This pretty darn cool mug is one of the more normal items of the list. A mug alone would be pretty okay, but this particular mug changes its appearance when a hot drink is poured into it. It’s neat, but this is where sanity ends and Kojima Productions’ gradual descent into madness begins.
Death Stranding Merchandise | The slightly stranger items
Léa Seydoux’s character uses some kind of umbrella thing in Death Stranding, so that is supposedly justification enough for selling a branded umbrella. It’s at least tangentially related, right?
Salable products are one thing, but brand deals are an entirely different beast that can lead down dark roads. For some reason, Hideo Kojima saw fit to pen a deal with Monster energy drink to put it in the game as an actual, usable item. Because when you’re in a post-apocalyptic situation where you’re carrying a baby in a jar and are assaulted by the spirits of the dead, you’re gonna need all the caffeine you get to keep moving.
Product placement is just another way to merchandise things, and Kojima Productions didn’t stop with the Monster deal for Death Stranding merchandise. Like the sweet sunglasses used in-game by some of the characters? Well, they were not only designed by J.F. Rey — you’ll also be able to buy the real thing at some point in the future. As far as brand deals go, the margins on designer shades is probably pretty darn good.
Umbrellas, energy drinks, and sunglasses are a little nutty, but these are still believable brand deals and merchandise. It is here that we cross the rubicon into uncharted territory. Abandon all hope, ye who read onward. And Kojima has had knack for deals like this for quite some time, given the Calorie Mates in Metal Gear Solid 3, the Regain 24 drinks and iPod in Metal Gear Solid 4, the Mountain Dew shirts in Peace Walker, and more.

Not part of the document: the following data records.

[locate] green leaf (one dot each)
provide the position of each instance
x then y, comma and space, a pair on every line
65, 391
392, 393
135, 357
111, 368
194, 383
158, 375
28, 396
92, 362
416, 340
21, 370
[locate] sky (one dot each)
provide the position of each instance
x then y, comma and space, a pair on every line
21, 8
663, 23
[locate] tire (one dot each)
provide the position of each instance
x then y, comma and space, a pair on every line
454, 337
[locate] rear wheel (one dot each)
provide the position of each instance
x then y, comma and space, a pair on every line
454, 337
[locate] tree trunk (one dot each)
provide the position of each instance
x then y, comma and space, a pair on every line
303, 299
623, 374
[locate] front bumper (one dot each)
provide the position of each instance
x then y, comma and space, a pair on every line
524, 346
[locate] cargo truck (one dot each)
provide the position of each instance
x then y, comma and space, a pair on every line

Death Stranding Merchandise | The downright weird stuff
Rubber duckies. Rubber. Duckies. These adorable little devils are a bit strange to the say the least. Apparently, rubber ducky collecting is a thing these days, so this particular piece of Death Stranding merchandise makes sense in this context.
What makes somewhat less sense is a case for the Apple Watch. It makes sense; after all, phone cases are a popular aftermarket product and it’s not all that surprising to find that they’re doing the same thing for smart watches. What is surprising is that Hideo Kojima saw this product and said, “We need one with our company name on it.”
And then there’s the tape.
More goodies debuting at the Kojima Productions Store in #TGS2019. We present these two (in our humble opinion, awesome) tape sets: damage sensor tape design in yellow / orange, red / dark brown, and black / white. They will be available at our merchandise booth for 900 JPY! pic.twitter.com/1P9uZUTf5v
— KOJIMA PRODUCTIONS (Eng) (@KojiPro2015_EN) September 10, 2019
This is capitalism at its finest or worst, depending on how you look at it. Branded tape doesn’t sound like it would be a thing but any cursory Google search will show that the are companies out there who will cook this stuff up for you. Imagine the meeting at Kojima Productions where this deal was green lit.
“We should sell tape,” the conversation goes in my head. “I wholly believe that people are going to pay nearly $10 for Death Stranding adhesive tape.”
That’s the craziest thing we’ve seen so far. But hey, at least they’re not selling that weird baby in a jar thing, right? Right.
You have to buy the collector’s edition to get that.